Serves the Commercial Small Fleet Market of 10 – 50 Vehicles

How to Identify At-Risk Drivers

May 2008, by Staff

Managing risk is one of the most important functions any company assumes. Risk can take any number of forms: the risk of liability for faulty products, financial risks of investments and debt, or the risks posed by hiring new employees.

It is that last risk that concerns fleet managers. Hiring employees who will be entrusted with the possession, care, and operation of a company vehicle worth thousands of dollars is a serious responsibility, one which, if done carelessly, can end up costing the company substantial amounts of money. The following are some processes and tools a fleet manager can use to identify at-risk drivers.

Considering the Risk Factor

Many of the risks drivers pose are fairly obvious. Improper or reckless operation goes under that heading with the following:

  • Safety. There is no small number of employees who operate a company vehicle in an unsafe manner, placing themselves and others at risk, not to mention the possibility of physical damage.
  • Security.
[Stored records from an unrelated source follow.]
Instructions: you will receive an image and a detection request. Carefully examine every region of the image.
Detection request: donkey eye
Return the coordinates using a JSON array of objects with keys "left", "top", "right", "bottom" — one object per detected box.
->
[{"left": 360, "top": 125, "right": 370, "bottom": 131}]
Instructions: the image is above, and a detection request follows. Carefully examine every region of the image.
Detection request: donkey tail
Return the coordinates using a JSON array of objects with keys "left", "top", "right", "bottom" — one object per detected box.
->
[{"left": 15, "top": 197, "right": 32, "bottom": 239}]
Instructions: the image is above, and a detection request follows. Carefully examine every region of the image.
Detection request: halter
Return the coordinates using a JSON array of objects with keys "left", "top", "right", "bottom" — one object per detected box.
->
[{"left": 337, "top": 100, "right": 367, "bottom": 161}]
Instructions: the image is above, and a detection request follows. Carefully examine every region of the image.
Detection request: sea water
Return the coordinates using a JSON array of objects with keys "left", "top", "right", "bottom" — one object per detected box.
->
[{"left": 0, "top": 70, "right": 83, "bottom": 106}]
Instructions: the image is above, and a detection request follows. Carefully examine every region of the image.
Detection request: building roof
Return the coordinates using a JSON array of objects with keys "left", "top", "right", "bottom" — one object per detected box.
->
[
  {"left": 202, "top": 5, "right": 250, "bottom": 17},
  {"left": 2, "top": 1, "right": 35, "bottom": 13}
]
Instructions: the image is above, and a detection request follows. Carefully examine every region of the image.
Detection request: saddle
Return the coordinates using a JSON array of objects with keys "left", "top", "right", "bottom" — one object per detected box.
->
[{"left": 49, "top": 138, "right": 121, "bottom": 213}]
Every year, companies suffer losses related to stolen or vandalized vehicles.
  • Efficiency. Drivers can take a cavalier attitude toward the vehicle. If they aren’t responsible for paying for it, they may be negligent in caring for it.

Fleet managers must be vigilant about these risks on a day-to-day basis. However, safety poses the greatest range of risks.

Assessing Safety Risk

Operating a company vehicle is a serious responsibility, but unfortunately one that most fleet drivers do not take as seriously as they should. While operated in an unsafe or cavalier manner, company vehicles pose a range of risks to the company, the driver, and the public. These risks include:

  • Physical Damage. The obvious and most common risk in operating a fleet of vehicles is physical damage. From parking lot fender-benders to serious crashes, the costs of repairing a company vehicle damaged in an accident can run a large repair bill, not to mention the possibility of total loss.
  • Personal Injury. Drivers are injured in accidents every day, costing the company downtime, no matter how minor the injury may be. Minor cuts and bruises might cost a day or two, with a more serious injury resulting in weeks or even months of driver absence. In addition, serious injuries impact the company’s risk rating when insurance renewals are negotiated, potentially incurring thousands of dollars in additional premiums.
  • Liability. When other parties are involved, the risk of liability for both property damage as well as personal injury is substantial. The company may be held liable not only for repairs to third-party vehicles, but also for injuries. In most serious cases, including and up to death, punitive damages can run into the millions.
  • Reputation. When a company is held liable for damages resulting from an accident involving one of its vehicles, the damage to its reputation in the community and the marketplace is real.